Rose Clemence Shayo
A twist in how technology is taught in schools in South Africa, as well as a change in teaching methods, was suggested for teachers and learners to adapt to the technological revolution the country is focused on.
A breakaway panel discussion on ‘Skills and teaching in the 4IR: The what and the how’ took place earlier today, Friday July 5, at Gallagher Estates Convention Centre in Johannesburg. This was after the Fourth Industrial Revolution South Africa’s Digital Economic Summit gave insight into what is needed for the 4IR vision to succeed in the education sector.
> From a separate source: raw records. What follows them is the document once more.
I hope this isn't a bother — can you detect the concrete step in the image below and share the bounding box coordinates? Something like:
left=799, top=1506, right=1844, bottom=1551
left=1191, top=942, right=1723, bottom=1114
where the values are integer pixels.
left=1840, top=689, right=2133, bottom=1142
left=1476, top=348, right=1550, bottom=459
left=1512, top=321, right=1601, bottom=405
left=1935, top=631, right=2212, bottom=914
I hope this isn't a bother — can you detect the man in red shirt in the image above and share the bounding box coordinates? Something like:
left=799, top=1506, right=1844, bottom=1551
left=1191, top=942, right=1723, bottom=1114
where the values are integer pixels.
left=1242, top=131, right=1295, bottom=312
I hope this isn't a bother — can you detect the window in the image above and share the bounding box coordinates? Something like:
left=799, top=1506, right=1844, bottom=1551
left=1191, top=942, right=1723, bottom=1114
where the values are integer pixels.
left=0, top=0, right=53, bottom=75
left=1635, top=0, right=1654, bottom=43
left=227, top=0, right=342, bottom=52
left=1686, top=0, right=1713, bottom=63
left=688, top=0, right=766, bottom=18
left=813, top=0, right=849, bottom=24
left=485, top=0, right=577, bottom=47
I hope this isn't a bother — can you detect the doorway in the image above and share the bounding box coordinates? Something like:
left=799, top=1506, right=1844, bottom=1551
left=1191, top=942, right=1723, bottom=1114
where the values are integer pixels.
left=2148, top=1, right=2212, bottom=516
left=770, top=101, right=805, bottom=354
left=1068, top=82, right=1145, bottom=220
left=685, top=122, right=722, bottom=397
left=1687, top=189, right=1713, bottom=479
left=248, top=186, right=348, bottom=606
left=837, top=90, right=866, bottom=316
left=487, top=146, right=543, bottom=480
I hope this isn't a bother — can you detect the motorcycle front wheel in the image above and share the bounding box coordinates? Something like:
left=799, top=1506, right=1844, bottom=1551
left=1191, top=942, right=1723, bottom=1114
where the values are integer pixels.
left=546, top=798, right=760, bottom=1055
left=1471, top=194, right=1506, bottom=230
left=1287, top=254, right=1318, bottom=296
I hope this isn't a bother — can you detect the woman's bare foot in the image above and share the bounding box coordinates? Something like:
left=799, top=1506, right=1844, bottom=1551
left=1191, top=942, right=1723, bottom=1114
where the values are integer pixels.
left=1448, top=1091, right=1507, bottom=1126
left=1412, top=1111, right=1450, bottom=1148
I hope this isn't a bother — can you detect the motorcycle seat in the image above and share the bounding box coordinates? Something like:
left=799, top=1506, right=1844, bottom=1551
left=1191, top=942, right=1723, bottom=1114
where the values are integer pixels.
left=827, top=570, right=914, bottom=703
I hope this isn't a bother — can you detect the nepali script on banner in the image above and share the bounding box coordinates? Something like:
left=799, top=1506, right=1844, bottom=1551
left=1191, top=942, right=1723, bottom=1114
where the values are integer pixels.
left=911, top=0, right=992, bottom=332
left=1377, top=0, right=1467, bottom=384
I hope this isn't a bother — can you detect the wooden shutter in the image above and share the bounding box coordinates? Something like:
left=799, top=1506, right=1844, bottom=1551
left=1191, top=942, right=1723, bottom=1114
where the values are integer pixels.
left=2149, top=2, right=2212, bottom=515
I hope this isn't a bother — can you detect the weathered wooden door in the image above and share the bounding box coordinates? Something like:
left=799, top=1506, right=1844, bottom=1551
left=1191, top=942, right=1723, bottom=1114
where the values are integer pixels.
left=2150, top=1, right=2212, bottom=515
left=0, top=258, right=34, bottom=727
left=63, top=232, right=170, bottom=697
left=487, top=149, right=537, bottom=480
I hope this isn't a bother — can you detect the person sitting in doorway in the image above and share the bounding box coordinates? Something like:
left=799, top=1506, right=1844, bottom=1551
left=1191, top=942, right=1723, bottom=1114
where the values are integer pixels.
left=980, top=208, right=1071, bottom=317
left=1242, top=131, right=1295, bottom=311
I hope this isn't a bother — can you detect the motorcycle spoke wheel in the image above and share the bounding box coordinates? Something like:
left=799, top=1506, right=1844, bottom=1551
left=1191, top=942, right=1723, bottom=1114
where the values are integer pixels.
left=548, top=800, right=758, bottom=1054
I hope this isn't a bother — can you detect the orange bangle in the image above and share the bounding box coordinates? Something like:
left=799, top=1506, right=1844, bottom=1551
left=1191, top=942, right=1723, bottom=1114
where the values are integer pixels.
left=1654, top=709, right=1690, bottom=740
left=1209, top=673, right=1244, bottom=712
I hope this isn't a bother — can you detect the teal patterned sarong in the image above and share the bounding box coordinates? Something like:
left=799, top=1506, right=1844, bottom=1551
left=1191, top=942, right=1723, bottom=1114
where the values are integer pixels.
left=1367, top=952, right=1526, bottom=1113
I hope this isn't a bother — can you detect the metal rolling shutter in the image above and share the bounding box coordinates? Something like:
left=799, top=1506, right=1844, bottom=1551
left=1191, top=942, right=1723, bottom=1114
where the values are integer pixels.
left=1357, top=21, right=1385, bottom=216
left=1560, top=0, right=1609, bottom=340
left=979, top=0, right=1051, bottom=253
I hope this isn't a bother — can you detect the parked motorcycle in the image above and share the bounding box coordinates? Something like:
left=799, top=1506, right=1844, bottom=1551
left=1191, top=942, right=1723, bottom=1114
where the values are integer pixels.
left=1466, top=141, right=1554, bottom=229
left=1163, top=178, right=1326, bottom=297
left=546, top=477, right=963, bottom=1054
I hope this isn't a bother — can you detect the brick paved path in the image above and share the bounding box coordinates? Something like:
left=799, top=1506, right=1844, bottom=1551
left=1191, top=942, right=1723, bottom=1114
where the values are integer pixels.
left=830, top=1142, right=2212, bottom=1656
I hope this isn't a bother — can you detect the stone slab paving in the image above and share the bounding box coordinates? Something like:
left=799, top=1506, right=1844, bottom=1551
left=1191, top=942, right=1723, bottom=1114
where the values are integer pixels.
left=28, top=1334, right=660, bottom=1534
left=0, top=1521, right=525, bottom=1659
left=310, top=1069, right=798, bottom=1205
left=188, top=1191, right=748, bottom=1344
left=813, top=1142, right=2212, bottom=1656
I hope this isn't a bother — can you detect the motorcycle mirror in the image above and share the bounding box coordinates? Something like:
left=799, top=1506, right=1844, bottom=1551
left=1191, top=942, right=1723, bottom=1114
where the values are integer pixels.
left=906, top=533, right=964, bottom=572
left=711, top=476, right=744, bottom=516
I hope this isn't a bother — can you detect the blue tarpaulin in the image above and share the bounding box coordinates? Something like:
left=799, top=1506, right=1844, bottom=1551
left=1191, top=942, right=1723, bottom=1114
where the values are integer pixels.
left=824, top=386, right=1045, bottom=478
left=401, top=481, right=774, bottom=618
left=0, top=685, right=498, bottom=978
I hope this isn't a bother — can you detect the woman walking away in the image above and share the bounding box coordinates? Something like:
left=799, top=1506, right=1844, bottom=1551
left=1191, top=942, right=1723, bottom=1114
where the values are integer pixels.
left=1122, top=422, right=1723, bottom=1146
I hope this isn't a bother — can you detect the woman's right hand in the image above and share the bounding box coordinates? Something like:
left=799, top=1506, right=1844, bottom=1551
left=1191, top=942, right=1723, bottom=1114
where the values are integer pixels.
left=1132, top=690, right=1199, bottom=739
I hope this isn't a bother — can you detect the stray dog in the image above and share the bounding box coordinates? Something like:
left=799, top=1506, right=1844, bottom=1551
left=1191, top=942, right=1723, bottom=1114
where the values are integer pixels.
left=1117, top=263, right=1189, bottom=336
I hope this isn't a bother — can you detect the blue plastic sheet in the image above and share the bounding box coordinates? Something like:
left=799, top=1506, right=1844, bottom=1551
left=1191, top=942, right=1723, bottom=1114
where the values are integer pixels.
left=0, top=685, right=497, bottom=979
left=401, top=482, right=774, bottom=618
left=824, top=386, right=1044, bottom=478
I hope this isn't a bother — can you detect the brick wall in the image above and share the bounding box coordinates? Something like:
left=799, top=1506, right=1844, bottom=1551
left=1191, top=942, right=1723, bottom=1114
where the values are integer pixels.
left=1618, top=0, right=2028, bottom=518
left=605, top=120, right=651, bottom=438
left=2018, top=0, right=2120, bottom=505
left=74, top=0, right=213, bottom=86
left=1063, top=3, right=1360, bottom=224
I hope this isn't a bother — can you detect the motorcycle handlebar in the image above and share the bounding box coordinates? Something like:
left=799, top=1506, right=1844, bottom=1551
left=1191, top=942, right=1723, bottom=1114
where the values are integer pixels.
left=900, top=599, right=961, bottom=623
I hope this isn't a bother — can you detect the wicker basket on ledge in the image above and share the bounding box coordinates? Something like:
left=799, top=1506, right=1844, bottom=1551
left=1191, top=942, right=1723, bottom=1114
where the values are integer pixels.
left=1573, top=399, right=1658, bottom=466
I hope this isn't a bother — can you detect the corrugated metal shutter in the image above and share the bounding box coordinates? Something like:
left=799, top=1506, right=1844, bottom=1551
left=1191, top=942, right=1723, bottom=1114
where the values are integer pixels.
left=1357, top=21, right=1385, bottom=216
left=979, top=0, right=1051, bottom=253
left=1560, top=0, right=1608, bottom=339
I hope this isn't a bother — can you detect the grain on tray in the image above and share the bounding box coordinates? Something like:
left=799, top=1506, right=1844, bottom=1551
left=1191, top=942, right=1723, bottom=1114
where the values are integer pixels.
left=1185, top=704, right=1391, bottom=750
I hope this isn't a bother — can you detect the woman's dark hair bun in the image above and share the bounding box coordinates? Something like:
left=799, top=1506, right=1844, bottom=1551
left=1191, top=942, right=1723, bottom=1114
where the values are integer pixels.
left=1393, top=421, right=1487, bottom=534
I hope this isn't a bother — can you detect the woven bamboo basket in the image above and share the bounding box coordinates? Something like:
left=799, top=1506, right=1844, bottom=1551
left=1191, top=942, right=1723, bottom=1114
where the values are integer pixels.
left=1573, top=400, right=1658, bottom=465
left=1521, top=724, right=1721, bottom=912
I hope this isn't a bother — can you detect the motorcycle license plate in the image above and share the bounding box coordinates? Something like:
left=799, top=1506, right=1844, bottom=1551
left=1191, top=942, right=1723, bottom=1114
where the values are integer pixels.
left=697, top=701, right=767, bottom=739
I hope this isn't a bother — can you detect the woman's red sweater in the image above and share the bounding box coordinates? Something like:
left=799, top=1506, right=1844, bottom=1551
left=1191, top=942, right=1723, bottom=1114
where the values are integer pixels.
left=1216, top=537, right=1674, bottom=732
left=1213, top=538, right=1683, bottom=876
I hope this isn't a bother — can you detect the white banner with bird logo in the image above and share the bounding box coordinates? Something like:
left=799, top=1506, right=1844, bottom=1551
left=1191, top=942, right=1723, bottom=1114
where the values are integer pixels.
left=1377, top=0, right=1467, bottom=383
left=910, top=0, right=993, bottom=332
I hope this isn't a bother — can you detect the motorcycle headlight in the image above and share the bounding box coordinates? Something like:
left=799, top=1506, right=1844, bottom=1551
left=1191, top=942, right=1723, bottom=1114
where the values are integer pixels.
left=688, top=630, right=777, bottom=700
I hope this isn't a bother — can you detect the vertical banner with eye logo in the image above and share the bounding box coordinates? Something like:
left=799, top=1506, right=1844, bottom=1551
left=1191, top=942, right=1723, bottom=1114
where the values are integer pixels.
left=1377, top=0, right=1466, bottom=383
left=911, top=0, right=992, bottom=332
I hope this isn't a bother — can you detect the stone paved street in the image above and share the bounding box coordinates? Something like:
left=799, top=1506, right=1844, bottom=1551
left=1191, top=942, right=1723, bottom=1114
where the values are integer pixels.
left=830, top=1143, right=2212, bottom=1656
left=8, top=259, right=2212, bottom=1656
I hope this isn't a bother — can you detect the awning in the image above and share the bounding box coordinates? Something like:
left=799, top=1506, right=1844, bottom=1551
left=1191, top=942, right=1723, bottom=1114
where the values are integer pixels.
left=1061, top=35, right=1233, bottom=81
Acting Chief Director: MST & Curriculum enhancement programmes at the Department of Basic Education, Mr Sekili Tlhabane, said the department would introduce subjects such as maritime sciences and aviation studies to help improve skills and competence in a changing world.
Tlhabane told the audience “it will be important for us to understand that digital literacy is going to be very important. Teachers are going to be exposed to all these changes. They must be prepared for this.” He said, however, it was too early to tell if new methods would succeed or not.
Tlhabane said there were things teachers would have to unlearn in the process, to help with effective implementation of skills.
“Unless you understand your customers’ preferences, you will go down,” he said.
Des Hugo, head of learning and design at Nova Pioneer, told the audience “technology should not be introduced for the sake of technology; it should be integrated into everything”.
Hugo said they had a total of six schools in South Africa and four in Kenya. Their aim was not to teach how to use technologies, but rather how to become innovators of these technologies and “create the jobs for the future”.
Professor Elizabeth Henning suggested that children who would be affected by the changes should be included in decision-making on where changes were needed and how they should be implemented.